Supreme Court on CECs: The Supreme Court on Tuesday rapped Centre over short tenures of the Chief Election Commissioners (CECs) terming it a disturbing trend and ‘exploitation of the silence of the constitution’. The Apex court used the term exploitation of the “silence of the Constitution” and the absence of a law governing the appointments of election commissioners and chief election commissioners a “disturbing trend”.
The court pointed out that since 2004, no chief election commissioner has completed the six-year tenure and during the 10-year rule of the UPA government, there were six CECs and in the eight years of the NDA government, there have been eight CECs.
The court flagged Article 324 of the Constitution, which talks about the appointment of election commissioners, and said it does not provide the procedure for such appointments. Moreover, it had envisaged the enactment of a law by Parliament in this regard, which has not been done in the last 72 years, leading to exploitation by the Centre, it said.
A five-judge Constitution bench headed by Justice KM Joseph said, “In 10 years of the UPA government, they had six CECs and in the present NDA government, in nearly eight years, it has had eight CECs. This is a disturbing trend as far as our country is concerned. There are no checks and balances in the Constitution. This is how the silence of the Constitution is being exploited. There is no law and legally, they are correct. Nothing could be done in the absence of a law.”
The top court is hearing a batch of pleas seeking a collegium-like system for the appointment of the CEC.
The bench, also comprising justices Ajay Rastogi, Aniruddha Bose, Hrishikesh Roy and C T Ravikumar, said even though the CEC heads an institution, with his truncated tenure, he cannot do anything substantial.
“Looking at the list of the chief election commissioners since 2004, the majority of them do not have more than two years’ tenure. As per law, they have fixed a tenure of six years or up to the age of 65 years, whichever is earlier. Most of them were former bureaucrats and the government knew about their age. They were appointed at such a point that they were never able to complete six years and had a truncated tenure,” the bench told Attorney General R Venkataramani, who appeared in the matter on behalf of the Centre.
Venkataramani said the present process under which the president appoints the CECs and ECs cannot be said to be unconstitutional and the court cannot strike it down.

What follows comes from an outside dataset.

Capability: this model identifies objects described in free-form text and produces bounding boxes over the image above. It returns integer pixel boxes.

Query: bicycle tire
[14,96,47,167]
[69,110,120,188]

“The Constituent Assembly, which had different models before it, had adopted this model and now, the court cannot say that the present model needs consideration… There is no provision of the Constitution in this regard which requires interpretation,” he said.
Justice Joseph said it has been 72 years since the Constitution was adopted but still there is no law on the appointment of election commissioners, despite being envisaged in the Constitution.
“The Constituent Assembly wanted Parliament to enact a law. It has been 72 years since the Constitution was adopted but there is no law. Whichever party comes to power will like to remain in power and there is nothing wrong about it. Ours is a democratic form of polity. Democracy requires change in government through elections periodically. Therefore, purity and transparency are very intricately connected and it is also part of the basic structure,” he said.
Justice Jospeh further told Venkataramani that if it is part of the Constitution’s basic structure, then it is important for the court to go into the analysis.
“Dr B R Amedkar, in the Constituent Assembly debate, pointed out that this Article 324 provision is going to be the biggest headache for the future generation. He foresaw this situation and that is unfortunately happening in this court,” he said.
“The government is giving such a truncated tenure to the ECs and CECs that they are doing its bidding. We are not concerned with this political party or that political party. This percolates down to the fundamental right of the individual,” the judge said.
Venkataramani said if the connection between the fundamental rights of the citizens and the appointment of ECs is shown clearly, then the court can certainly interfere, but if the connection is not clear and not that serious, then the court’s interference is not called for.
He said this court cannot do a repeat of the Vishaka case (a 1997 case in which the apex court laid down the guidelines regarding how to deal with sexual harassment at workplace) or the 1997 case of Vineet Narain versus Union of India (which dealt with the appointment of the CBI director by a committee) as there is no vacuum.
The bench agreed with the submission that there is no vacuum but said the court has held that the right to vote is not per se a fundamental right but is connected to other fundamental rights such as those guaranteed under Article 19 (right to speech and expression) and other rights.
The court asked Venkataramani to apprise it on Wednesday of any mechanism or method that is being followed by the government in the appointment of ECs and CECs.
The hearing remained inconclusive and would continue on Wednesday.
On November 17, the Centre had vehemently opposed the pleas seeking a collegium-like system for the selection of CECs and ECs, contending that any such attempt will amount to amending the Constitution.
On October 23, 2018, the apex court had referred a PIL seeking a collegium-like system for the selection of CECs and ECs to a five-judge Constitution bench for authoritative adjudication.